The Learning Right Relations team has been very active and is promoting a speaker series around issues in Indian Country with events coming up on November 11thand December 2nd. While November’s speakers are to yet be announced, December’s speakers will be Zoltan and Debi Grossman. Zoltan is faculty member that teaches Native American studies at Evergreen State College and is a published author, his most recent book entitled “UnlikelyAlliances.”
More info about Zoltan at https://www.youtube.com/watch?v=J39PvxcvP_I. For more info about Olympia’s Learning Right Relations events and activities check their website at http://oly-wa.us/learningrightrelations/index.php
Business GA resolution – UU divestment from companies and banks that fund projects that impact the Nations and other groups
UUJME (UUJME.org) is interested in working with other UU human rights groups that are concerned with marginalized or oppressed people.

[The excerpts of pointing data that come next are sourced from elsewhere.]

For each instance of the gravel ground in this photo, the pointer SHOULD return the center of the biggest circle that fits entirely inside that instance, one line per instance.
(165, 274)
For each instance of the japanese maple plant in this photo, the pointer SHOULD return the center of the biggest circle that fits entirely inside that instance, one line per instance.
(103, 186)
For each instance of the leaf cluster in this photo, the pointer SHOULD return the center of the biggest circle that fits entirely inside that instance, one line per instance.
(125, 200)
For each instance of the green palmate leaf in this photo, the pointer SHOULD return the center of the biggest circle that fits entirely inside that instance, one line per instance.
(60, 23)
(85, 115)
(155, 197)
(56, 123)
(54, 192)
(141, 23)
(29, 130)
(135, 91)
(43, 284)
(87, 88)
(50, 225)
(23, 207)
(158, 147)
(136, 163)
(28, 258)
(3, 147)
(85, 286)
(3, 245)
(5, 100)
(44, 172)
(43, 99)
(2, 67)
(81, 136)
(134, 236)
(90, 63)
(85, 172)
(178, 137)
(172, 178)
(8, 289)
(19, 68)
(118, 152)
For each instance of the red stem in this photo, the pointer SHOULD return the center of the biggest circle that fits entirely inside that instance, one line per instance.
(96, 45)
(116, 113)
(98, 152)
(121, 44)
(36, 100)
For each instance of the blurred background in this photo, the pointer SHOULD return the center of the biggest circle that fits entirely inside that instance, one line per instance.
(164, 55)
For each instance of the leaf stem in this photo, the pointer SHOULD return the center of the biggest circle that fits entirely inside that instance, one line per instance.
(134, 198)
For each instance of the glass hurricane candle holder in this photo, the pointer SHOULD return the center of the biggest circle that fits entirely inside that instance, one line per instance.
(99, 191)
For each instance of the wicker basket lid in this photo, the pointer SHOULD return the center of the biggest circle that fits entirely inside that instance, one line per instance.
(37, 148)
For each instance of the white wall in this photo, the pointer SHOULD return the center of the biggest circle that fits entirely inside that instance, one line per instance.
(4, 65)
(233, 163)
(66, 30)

One approach that we are thinking of is to develop a Business Resolution that calls on the UUA to refuse to invest its money and the money of many congregations in corporations that are making money from human rights violations. For example, you and others were successful in getting the UUA’s governing body, delegates to the General Assembly, to reject the Doctrine of Discovery and support the UN Covenant on the Rights of Indigenous People. But it would be good to make that an action item and not just a statement of conviction by refusing to own shares in corporations that are responsible for various forms of oppression of indigenous people such as the banks which fund pipelines that that endanger the water and environment of Native people. I would imagine that the rights of indigenous people, of people of color, of Palestinians and of immigrants would be reflected in such a resolution.
So I am wondering what groups or individuals among UUs might be interested in working on such a resolution.
Here is a list of the corporations that the UU Common Endowment Fund (UUCEF) now invests in – http://uucef.org/files/2017/07/Holdings.pdf
You will note that the UUCEF has major holdings in many banks that have been the target of indigenous groups for their funding of pipelines and of anti incarceration and immigrant rights groups for their funding of private prisons and ICE centers. These banks include Wells Fargo, Bank of America, Goldman Sachs, Citigroup, Morgan Stanley and others.